Identification and validation of a prognostic model for HER2-low breast cancer based on unfolded protein response-related genes.

Objectives: Human epidermal growth factor receptor 2 (HER2) is down-regulated in approximately 45-55% of breast cancer patients. Cancer cells activate endoplasmic reticulum stress, which is counteracted by the unfolded protein response (UPR). The objective of the present research is to assess the predictive significance of UPR-related genes and investigate their effects on the immune landscape in HER2-low breast cancer patients.

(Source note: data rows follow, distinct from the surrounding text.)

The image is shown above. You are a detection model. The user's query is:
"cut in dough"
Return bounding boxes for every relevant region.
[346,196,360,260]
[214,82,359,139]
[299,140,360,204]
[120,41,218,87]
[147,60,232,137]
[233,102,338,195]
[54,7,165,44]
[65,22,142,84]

Methods: The prognostic UPR related genes in patients were identified by univariate Cox regression analysis, and the risk score model was created using LASSO Cox regression analysis. The nomogram model was built using RMS package, and the protein-protein interaction network was created via the STRING database.

Results: Through comprehensive analysis, we identified four UPR-related genes (COPS5, DKC1, NOP56, and EIF4G1) that were significantly associated with HER2-low breast cancer prognosis. These genes were utilized to construct a robust risk score model, which effectively stratified patients into high- and low-risk groups. Patients in the high-risk group exhibited significantly worse clinical outcomes, confirming the independent prognostic value of the risk score in multivariate analysis. Furthermore, pathway enrichment analysis revealed significant suppression of immune-related signaling pathways (e.g. PI3K-AKT) in high-risk patients, alongside distinct tumor microenvironment profiles characterized by differential immune cell infiltration, altered expression of immune checkpoints, and significantly different TIDE scores, suggesting potential implications for immunotherapy response stratification.

Conclusions: The prognostic model based on UPR related genes, COPS5, DKC1, NOP56, and EIF4G1, could predict the prognosis of HER2-low breast cancer patients.